The application, change and cancellation of provisional emergency measures at court sessions shall be considered and decided by the trial panels.

x Appellate review

The Vietnamese courts shall follow the regime of two-level adjudication (i.e., first-instance and appellate) resulting in two trials, if first-instance judgments or decisions have already taken legal effect, but have not detected other violations or fresh facts. In these circumstances the courts shall undertake the following special procedures in resolving the case, cassation procedures and reopening procedures.

Cassation procedures involve the review of legally effective court judgments or decisions that are appealed owing to alleged serious law violations detected in the settlement of cases.

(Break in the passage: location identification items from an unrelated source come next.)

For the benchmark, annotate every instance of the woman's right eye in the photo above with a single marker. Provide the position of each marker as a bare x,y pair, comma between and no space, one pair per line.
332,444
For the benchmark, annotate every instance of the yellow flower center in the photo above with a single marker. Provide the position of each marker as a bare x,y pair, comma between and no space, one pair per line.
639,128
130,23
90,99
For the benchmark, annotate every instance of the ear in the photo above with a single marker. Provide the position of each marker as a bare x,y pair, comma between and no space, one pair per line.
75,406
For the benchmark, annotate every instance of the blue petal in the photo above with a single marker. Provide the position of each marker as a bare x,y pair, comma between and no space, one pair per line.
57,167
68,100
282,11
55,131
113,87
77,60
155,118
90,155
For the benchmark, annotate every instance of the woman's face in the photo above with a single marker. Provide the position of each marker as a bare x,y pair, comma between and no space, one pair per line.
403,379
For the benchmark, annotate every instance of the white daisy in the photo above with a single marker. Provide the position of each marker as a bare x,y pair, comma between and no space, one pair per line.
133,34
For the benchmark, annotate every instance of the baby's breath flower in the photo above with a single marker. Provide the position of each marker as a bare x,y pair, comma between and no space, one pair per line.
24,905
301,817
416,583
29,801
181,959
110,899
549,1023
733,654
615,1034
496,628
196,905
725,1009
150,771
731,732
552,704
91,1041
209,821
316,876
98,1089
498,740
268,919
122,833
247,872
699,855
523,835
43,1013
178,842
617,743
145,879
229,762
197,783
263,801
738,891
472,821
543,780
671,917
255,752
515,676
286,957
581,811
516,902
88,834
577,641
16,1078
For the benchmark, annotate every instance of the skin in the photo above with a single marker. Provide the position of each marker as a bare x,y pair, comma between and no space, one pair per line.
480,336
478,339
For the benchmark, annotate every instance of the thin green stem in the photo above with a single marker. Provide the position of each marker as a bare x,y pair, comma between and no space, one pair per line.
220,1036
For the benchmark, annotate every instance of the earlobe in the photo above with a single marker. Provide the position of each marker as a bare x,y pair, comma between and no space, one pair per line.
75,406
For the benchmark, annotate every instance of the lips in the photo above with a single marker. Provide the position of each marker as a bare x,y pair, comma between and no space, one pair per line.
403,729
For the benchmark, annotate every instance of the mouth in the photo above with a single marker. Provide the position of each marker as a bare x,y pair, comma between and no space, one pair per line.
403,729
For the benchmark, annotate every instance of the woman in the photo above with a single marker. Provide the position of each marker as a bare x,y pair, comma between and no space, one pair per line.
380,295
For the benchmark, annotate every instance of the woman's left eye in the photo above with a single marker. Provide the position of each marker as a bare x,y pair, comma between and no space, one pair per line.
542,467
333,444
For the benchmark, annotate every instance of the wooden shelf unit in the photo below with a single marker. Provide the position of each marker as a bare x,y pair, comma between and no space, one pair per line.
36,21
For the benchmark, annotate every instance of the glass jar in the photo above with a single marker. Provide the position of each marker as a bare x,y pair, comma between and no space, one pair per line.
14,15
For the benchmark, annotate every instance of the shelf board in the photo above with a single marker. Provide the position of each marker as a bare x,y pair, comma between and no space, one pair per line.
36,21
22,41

Reopening procedures involves the review of legally effective judgments or decisions that are the subject of an appeal, owing to the appearance of fresh facts that may substantially change the contents of the judgments or decisions, which were not known to the courts and the involved parties when the courts rendered such judgments or decisions.

xi Alternatives to litigation

In addition to litigation, the right holder may opt for arbitration or other administrative actions (e.g., sending a cease-and-desist letter to the infringer, or attempts to reach an agreement on an amicable resolution from both parties). As far as we are aware, there is currently no dispute regarding the IP field that has been successfully resolved by arbitration.